We suspect that this phenomenon will lead to an agent by default choosing the simplest (as in, requires the least amount of parameters to specify and leaves the most degrees of freedom) goal that succeeds in training. This could be important to keep in mind when aligning AI, is the aligned goal the simplest goal compatible with the training setup? Can we make it the simplest? Can we be sure a super-intelligent AI doesn’t find a simpler goal we did not notice?

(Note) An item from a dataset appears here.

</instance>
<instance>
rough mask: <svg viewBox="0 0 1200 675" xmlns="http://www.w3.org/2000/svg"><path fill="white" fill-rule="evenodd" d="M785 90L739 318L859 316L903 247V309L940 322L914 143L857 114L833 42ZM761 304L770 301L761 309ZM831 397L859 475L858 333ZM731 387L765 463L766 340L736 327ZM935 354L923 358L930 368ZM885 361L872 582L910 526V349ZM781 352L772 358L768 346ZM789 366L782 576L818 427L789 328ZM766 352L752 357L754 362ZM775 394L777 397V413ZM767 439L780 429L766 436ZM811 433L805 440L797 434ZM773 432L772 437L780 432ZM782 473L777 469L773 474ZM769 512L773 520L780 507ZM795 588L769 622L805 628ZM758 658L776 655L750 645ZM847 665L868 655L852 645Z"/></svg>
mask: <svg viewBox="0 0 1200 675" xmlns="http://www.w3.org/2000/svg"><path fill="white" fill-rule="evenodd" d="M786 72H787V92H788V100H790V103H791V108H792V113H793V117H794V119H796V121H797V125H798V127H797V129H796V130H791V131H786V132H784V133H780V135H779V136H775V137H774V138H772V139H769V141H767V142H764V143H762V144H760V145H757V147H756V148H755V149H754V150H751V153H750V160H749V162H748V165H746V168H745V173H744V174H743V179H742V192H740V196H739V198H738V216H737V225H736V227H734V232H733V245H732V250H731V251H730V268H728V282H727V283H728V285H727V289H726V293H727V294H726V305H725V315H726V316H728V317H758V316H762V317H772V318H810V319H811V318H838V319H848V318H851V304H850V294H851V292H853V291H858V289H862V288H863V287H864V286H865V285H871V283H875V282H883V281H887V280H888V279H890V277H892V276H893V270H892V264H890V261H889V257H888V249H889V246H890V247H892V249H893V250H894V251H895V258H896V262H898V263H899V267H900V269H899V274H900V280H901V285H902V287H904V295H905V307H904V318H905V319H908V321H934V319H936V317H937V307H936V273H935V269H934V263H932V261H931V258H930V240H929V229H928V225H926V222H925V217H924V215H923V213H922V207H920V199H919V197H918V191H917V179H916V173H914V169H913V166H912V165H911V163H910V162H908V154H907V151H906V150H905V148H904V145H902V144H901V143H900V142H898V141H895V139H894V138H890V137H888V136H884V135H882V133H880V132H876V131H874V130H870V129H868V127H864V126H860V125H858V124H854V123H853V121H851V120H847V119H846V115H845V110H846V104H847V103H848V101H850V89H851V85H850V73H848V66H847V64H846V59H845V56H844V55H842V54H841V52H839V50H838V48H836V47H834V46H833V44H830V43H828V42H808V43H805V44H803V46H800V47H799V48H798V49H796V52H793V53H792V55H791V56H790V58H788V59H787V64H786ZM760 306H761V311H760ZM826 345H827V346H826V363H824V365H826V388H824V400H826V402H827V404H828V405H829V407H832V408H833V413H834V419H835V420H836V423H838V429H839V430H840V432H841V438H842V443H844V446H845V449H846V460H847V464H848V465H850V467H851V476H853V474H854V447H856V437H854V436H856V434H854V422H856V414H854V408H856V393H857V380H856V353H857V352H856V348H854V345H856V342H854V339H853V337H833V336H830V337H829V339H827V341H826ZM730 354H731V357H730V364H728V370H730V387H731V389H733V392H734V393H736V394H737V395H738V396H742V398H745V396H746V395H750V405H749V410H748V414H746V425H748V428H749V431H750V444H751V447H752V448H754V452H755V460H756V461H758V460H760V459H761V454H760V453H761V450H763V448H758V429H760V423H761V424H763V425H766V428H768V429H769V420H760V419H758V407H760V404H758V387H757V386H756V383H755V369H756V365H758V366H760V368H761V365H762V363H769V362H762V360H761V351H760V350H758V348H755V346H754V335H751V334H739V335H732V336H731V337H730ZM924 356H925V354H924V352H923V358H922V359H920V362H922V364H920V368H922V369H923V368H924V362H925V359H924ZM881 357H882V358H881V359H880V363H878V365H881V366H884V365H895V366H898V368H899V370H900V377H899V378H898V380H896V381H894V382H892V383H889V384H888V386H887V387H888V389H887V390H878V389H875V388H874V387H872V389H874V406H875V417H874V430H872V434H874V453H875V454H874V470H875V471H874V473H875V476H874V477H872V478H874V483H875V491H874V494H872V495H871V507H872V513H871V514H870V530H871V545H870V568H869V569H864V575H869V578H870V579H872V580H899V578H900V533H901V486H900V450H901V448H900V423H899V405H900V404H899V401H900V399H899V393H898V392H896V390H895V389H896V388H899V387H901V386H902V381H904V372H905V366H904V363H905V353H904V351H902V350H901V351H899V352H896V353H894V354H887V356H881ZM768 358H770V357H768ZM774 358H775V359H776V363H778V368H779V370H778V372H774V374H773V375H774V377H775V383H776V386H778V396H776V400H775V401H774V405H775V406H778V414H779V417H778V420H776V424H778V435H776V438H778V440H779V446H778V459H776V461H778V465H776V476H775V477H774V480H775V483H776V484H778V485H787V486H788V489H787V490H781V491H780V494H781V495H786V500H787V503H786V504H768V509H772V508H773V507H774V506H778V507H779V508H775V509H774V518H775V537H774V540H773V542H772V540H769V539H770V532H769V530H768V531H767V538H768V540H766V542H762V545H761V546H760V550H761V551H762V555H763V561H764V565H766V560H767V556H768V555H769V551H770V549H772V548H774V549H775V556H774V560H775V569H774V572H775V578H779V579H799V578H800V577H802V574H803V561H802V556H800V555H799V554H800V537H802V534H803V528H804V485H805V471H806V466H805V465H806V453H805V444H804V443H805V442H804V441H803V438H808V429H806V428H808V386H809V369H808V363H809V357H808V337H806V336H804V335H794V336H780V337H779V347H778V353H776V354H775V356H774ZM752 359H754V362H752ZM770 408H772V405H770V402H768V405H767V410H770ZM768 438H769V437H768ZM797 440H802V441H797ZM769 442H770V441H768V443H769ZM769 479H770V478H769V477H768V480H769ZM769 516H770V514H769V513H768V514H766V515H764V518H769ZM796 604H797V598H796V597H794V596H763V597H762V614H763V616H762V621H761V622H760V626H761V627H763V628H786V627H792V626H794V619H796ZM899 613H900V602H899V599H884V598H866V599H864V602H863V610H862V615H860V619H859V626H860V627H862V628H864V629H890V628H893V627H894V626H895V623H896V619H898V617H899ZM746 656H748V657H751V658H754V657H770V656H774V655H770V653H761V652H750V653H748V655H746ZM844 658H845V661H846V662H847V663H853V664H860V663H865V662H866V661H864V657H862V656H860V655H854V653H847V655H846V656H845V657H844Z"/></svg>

We would be excited to see some experiments exploring this idea in more detail! Thinking of ideas, one option might be exploring the loss landscape directly:

Train multiple (few hundred) random instances of the network and then analyze the distribution of final solutions. I think this works best if we start with an existing solution, randomly perturb it, and re-train for a couple of steps. Then we should be able to analyze the dimensionality of solution volume (“surface” or “line” in our intuition, though much higher dimensions in reality). I am not sure how difficult this is in practice though, especially with how high-dimensional the parameter spaces are.

Another idea might be to test the response of the network against drop-out or ablating areas of the network—we would expect a high-dimensional volume to be less susceptible to those changes.

Set a random set of nodes of the network to random parameters, how likely is this to break the functionality? I would expect a complex goal to rely on a larger fraction of all neurons, and thus to be more likely to break. Although this would be only a very indirect test and is influenced by many properties.

Neither of us have currently time to run any such experiments though, but thought we should put our ideas here anyway. These are just some guesses though, and might not work out!

We’d be happy to hear what you all think about this!

  1. ^

    Other options such as “always travel to the right” would also be possible, and perform equally in the training set while possibly performing differently in a test where the agent does not start at the left edge of the world, or the end of the level is not defined as the right edge.

  2. ^

    Note the subtle difference between goals and policies: In our list we consider possible goals of an agent, but when we discuss network parameters we actually consider policies (mapping states to actions). Our intuition here is that simple goals generally allow for simple policies (e.g. encoded as “do what maximizes this goal”). In terms of our 3d space picture, simple goals do have surfaces associated with them that fulfill this goal. There also can exist more complex policies fulfilling the same goal (e.g. lines on that surface), but we expect that complex goals only have complex policies (i.e. lines).